Pues se acabó lo que se daba. Hasta la próxima visita, Madrid se me queda en un recuerdo, una fotografía fugaz de la fachada de una casa, con su portal de puerta ametalada, o el corto que vi desde la ventana gracias a mi transitorio insomnio viajeril: un sábado a las cinco de la mañana por las calles de Madrid. Las luces de las casas apagadas, un coche que aparca, se baja una chica, enciende la luz del portal. Vuelve a salir. Arranca el coche y lo para unos metros más allá y se mete en otro portal. Seguro que repartía periódicos e iba iluminando portales de forma fugaz. Y el rugir de los taxis solitarios sobre el asfalto mojado.

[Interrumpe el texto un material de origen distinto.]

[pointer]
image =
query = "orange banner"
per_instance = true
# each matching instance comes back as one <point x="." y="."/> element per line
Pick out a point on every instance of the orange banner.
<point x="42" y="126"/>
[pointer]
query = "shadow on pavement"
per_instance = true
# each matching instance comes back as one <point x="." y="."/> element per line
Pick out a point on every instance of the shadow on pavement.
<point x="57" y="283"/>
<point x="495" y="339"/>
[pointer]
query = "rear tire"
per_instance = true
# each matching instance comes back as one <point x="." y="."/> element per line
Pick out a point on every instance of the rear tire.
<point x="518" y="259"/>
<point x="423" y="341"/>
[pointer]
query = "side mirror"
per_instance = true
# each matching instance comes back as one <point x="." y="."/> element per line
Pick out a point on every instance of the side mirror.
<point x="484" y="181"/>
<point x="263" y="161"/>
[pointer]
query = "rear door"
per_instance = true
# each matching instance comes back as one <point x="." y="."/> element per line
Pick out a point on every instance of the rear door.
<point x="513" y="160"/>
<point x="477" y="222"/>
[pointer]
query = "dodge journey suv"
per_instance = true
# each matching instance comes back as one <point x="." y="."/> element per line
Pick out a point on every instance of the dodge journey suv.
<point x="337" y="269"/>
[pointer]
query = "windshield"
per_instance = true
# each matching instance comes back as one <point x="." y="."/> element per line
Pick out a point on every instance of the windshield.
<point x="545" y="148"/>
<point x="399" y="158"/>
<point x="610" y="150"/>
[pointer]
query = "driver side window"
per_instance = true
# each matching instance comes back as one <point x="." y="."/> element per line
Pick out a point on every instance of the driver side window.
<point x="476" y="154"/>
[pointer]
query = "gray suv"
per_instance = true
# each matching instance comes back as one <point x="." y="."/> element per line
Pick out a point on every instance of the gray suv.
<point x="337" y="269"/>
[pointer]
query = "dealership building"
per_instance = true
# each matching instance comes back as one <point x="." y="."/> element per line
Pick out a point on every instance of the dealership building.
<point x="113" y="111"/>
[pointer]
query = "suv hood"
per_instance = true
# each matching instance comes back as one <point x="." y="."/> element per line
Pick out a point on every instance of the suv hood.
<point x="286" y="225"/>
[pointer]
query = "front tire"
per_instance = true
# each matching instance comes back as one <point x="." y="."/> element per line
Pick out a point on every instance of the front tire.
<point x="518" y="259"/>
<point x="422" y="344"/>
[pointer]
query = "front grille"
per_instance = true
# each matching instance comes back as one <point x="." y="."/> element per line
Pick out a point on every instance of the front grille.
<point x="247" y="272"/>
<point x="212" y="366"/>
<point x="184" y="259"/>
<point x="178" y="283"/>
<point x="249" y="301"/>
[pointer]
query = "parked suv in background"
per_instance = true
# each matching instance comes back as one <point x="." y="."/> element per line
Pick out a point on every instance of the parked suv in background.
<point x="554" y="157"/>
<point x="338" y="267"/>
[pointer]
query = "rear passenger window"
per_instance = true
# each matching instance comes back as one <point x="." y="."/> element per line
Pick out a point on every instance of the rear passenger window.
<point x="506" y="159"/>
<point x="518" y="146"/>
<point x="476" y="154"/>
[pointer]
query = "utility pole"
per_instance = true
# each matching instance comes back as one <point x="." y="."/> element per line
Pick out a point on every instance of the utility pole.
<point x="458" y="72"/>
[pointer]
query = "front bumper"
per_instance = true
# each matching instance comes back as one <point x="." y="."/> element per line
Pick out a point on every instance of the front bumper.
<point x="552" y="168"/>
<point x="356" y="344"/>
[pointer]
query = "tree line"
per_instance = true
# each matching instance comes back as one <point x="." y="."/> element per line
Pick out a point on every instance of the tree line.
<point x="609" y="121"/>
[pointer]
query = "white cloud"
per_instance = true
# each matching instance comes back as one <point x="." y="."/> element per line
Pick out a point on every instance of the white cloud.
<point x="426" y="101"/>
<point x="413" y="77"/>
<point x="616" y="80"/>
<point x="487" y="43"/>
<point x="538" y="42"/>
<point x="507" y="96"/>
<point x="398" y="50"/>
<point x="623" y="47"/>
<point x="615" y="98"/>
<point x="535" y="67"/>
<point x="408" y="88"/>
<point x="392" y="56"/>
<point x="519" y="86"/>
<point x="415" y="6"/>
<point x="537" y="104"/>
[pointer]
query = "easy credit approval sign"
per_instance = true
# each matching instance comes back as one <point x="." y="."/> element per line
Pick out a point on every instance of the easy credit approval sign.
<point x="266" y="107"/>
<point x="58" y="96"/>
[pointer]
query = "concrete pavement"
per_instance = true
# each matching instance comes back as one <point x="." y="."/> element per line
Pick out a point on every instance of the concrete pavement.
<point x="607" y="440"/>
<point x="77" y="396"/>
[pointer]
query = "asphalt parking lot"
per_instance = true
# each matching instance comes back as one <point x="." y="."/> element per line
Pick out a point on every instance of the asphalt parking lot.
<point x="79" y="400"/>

Antes de partir se sufre el doloroso momento de hacer las maletas (en una de estas haré un video para que veáis lo que es el hacer maletas del migrante en navidades)- esta vez hemos tenido que mandar 14 kilos por correo: ¡que no (todos) me leéis! (y gracias a los que sí) (aquí la entrada de los regalos a los migrantes.)
Volver es siempre duro. Cada vez más. Saber que vas a echar de menos a tus amigos, los que siempre están. Que echarás de menos a los que no pudieron venir. Que echarás de menos ese desayuno andaluz, por más que te compres los botes no deja de ser un sucedáneo enlatado: como los grillos en cajas: sin escenario los personajes se ven reducidos a meras marionetas inertes, mentirosas. El desayuno andaluz fuera de Madrid es una marioneta, una mentira, un sucedáneo que sabe a plástico.
Sabes que lo echarás todo, TODO, de menos, que la vida es un poquito sucedáneo de plástico estando allí lejos (aquí lejos), o al menos por un ratito.